Background & Aims Intestinal metaplasia (Barrett’s esophagus, BE) is the principal risk factor for esophageal adenocarcinoma (EAC). Study of the basis for BE has centered on intestinal factors, but loss of esophageal identity likely also reflects the absence of key squamous-cell factors. As few determinants of stratified epithelial cell-specific gene expression have been characterized, identifying the necessary transcription factors is important.

Methods We tested regional expression of mRNAs for all putative DNA-binding proteins in the mouse digestive tract and verified the esophagus-specific factors in human tissues and cell lines. Integration of diverse data defined a human squamous esophagus-specific transcriptome. We used chromatin immunoprecipitation with high-throughput sequencing (ChIP-seq) to locate transcription factor binding sites, computational approaches to profile the transcripts in cancer data sets, and immunohistochemistry to reveal protein expression.

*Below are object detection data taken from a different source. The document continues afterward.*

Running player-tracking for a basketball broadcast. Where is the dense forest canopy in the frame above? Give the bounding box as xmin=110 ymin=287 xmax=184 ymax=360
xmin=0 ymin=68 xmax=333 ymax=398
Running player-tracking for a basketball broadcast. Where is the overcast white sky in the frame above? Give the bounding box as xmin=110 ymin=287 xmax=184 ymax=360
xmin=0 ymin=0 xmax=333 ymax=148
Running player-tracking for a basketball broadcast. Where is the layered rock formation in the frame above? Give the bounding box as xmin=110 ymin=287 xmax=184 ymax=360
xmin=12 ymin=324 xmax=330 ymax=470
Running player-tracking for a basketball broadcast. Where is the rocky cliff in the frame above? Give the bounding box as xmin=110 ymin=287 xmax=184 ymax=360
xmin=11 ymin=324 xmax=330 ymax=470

Results The transcription factor Sex-determining region Y-box 15 (SOX15) is restricted to esophageal and other murine and human stratified epithelia. SOX15 mRNA levels are attenuated in BE, and its depletion in human esophageal cells reduces esophageal transcripts significantly and specifically. SOX15 binding is highly enriched near esophagus-expressed genes, indicating direct transcriptional control. SOX15 and hundreds of genes coexpressed in squamous cells are reactivated in up to 30% of EAC specimens. Genes normally confined to the esophagus or intestine appear in different cells within the same malignant glands.

Conclusions These data identify a novel transcriptional regulator of stratified epithelial cells and a subtype of EAC with bi-lineage gene expression. Broad activation of squamous-cell genes may shed light on whether EACs arise in the native stratified epithelium or in ectopic columnar cells.